Кащей взглянул на принцессу впервые за все это время, и смотрел долго, пытаясь найти на ее лице свидетельство лжи или хотя бы притворства. Смотрел и не находил. Принцесса улыбалась, но глаза ее оставались грустными. И только. Разве можно винить ее в этом? Бессмертный взял ее руку и осторожно коснулся губами кончиков ее пальцев.
- Надо же было из всех выбрать этого тощего бирюка, - буркнул Локи. – В Асгарде тебе бы больше понравилось.
- Я была там, - принцесса нежно улыбнулась и неожиданно подмигнула рыжему демиургу. – Но в конце все равно оказалась здесь.
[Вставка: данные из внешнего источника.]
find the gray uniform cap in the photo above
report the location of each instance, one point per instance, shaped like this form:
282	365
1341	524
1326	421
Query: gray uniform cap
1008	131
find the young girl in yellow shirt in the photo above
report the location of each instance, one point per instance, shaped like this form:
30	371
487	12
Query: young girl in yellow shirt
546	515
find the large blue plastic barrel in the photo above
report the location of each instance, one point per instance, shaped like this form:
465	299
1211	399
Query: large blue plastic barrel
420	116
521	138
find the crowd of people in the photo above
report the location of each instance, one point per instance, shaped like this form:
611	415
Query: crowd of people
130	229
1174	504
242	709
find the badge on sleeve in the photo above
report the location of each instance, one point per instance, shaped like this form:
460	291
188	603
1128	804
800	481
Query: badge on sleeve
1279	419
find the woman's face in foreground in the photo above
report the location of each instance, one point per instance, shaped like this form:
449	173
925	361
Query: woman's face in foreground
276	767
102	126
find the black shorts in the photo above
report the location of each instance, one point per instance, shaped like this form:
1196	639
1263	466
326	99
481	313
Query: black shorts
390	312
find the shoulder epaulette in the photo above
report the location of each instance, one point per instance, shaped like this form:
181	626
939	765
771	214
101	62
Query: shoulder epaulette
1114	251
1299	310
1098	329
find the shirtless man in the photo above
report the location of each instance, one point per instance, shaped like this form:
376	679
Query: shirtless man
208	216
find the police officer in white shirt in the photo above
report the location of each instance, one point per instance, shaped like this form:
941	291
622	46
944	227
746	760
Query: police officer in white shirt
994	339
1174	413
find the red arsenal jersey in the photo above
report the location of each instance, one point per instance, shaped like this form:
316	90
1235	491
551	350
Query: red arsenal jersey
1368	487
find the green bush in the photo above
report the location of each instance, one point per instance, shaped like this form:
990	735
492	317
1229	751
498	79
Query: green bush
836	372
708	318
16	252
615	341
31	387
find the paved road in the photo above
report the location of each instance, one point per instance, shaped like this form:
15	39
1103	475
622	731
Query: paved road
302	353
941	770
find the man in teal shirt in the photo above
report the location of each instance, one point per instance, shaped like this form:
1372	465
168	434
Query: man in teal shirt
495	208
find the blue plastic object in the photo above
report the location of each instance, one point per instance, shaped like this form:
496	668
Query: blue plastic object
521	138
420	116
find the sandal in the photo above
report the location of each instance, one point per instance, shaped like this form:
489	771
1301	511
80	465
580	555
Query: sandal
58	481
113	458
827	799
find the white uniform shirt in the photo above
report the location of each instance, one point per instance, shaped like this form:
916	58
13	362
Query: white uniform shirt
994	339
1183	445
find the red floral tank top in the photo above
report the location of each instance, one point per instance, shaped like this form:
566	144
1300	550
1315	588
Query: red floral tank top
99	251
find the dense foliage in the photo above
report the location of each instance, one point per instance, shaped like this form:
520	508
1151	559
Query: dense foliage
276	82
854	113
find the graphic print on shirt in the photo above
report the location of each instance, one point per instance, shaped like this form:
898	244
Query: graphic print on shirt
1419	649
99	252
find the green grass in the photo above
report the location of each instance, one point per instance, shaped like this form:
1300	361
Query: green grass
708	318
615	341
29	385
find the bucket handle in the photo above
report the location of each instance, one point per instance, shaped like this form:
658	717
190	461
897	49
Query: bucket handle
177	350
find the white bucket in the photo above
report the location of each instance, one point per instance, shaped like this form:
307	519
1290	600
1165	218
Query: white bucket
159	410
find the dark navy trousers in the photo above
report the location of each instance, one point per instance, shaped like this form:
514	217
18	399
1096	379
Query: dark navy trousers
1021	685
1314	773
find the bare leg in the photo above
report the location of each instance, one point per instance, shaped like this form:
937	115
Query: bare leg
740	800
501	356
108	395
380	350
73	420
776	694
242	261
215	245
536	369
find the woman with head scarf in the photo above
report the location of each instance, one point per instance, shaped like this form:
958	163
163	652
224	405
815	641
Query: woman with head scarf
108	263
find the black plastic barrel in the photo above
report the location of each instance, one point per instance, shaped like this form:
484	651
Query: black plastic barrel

Локи надолго задумался, а, догадавшись, не стал ничего говорить. Только переглянулся с Одином. Но и тот, казалось, был удовлетворен исходом беседы. Даждьбог глядел на Бессмертного и принцессу поверх сцепленных в замок рук. Во всем этом он видел огромный риск. Не зная, что происходит в королевстве, нельзя было идти на подобное. Братья принцессы ни за что не остановятся, пока не сровняют Черную Башню с землей. И для них это будет прекрасным поводом не щадить никого. С другой стороны, нельзя не признать правоту Кащея. Возможно, они не войдут в Башню, опасаясь навредить принцессе. Но станут ли они от этого менее яростны в боях? Вряд ли.
- Утро вечера мудренее, - заключил Бессмертный, поднимаясь и предлагая принцессе руку. – Ваши комнаты вам известны. Я провожу принцессу в ее покои. Отдыхайте и набирайтесь сил. Завтра утром мы решим, что будем делать дальше. Что-то за ночь должно проясниться.
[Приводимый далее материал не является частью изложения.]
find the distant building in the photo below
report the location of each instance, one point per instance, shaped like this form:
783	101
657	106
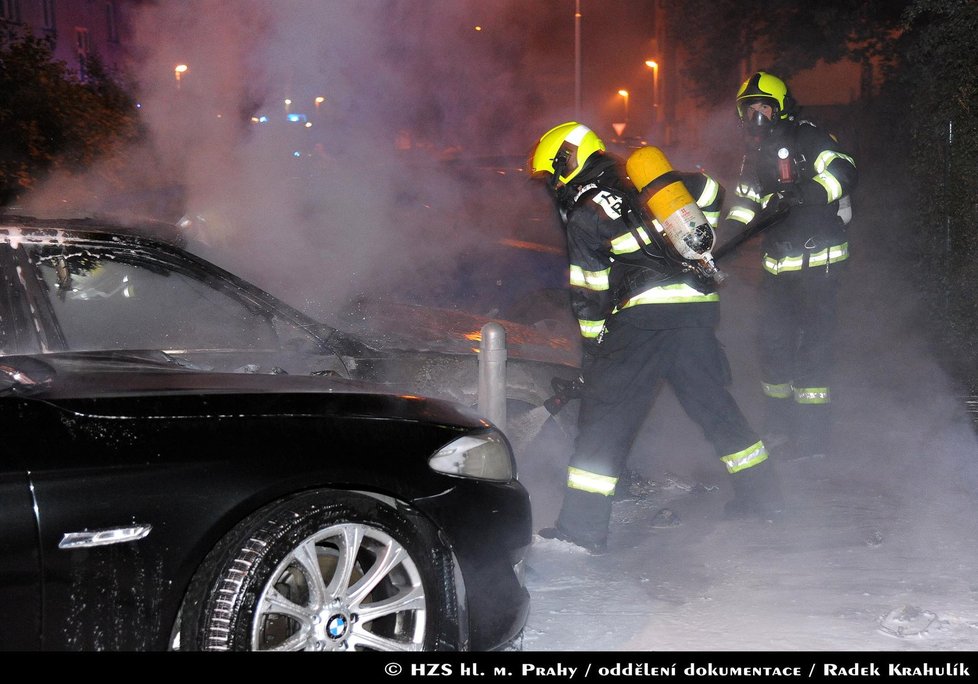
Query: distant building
76	28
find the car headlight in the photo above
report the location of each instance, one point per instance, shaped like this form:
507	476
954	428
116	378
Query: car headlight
483	457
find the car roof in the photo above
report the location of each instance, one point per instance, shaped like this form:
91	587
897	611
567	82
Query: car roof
135	229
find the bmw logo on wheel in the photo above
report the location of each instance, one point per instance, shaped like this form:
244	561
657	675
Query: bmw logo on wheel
337	626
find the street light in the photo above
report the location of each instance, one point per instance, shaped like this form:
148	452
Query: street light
577	60
654	66
624	94
178	71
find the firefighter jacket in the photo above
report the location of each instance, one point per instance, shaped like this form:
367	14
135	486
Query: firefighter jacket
614	265
804	170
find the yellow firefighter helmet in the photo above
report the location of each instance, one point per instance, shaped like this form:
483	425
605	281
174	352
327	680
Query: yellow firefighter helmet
563	150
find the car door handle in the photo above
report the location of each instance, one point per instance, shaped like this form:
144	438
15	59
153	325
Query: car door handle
112	535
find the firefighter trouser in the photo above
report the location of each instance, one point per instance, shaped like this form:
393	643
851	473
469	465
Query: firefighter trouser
796	331
619	386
- Например, то, насколько кардинально ты отличаешься от нас, и насколько небожители материальны, - не удержался Локи.
Впрочем, и на этот раз его выпад остался без ответа, да он его и не ждал.
Едва закрылась за ними тяжелая дубовая дверь, принцесса опустилась на пуховую перину и приложила ладонь ко лбу.
- Я все равно пришла бы, даже если бы не было совета, - сказала она. – И пришла бы именно в таком виде, потому что мне стыдно носить другой. Этой ночью я поступила как трусиха, как… как… Я ужасно поступила.
- Мне тяжело разговаривать с тобой так, - буркнул Кащей, снимая тяжелый нагрудник и отбрасывая его в сторону. – Я привык… к другому.
- Потерпи меня, пожалуйста, хотя бы пару дней, - взмолилась Бриэль. – Я правда не могу быть другой сейчас. Мне так страшно, что я… Можешь ты остаться со мной сегодня?
- Это мои покои, если ты не обратила на это внимания, - Бессмертный сбросил оставшиеся части доспехов и размял затекшие конечности. – Я подумал, что было бы глупо оставлять тебя одну, учитывая собравшийся контингент.
- Завтра начнется война, - неожиданно прошептала принцесса, словно не могла больше владеть собственным голосом. – Завтра… Завтра начнется смерть. Тьма приходила ко мне тоже. Она была во мне. Внутри… Мне было так страшно, Барт!
- Тихо, - Бессмертный обнял принцессу за плечи, опускаясь на постель рядом с ней. – Тихо, не кричи так. Будет плохо, если кто-нибудь услышит.
Бриэль плакала, уткнувшись носом в грудь Кащея, и он слушал ее сбивчивый рассказ. И с каждым ее словом лицо его становилось все темнее и темнее, и широкие брови сходились на переносице, превращая и без того грубое лицо в ужасную маску. Он гладил ее по вздрагивающей спине, пока она не заснула, прижавшись к нему. И немного после этого. Затем уложил на постель, заботливо укрыв одеялом, и долго смотрел на ее все еще влажное от слез лицо. И на шкатулку, в форме яйца, в которой его жена когда-то хранила свои женские штучки, а осталась лишь одна-единственная игла, которой, наверное, можно было сшить все, что угодно. Даже ткань мироздания. Даже трещину в пространстве и времени. Наверное. Во всяком случае, ему представился шанс попробовать, и кто он такой, чтобы его упускать?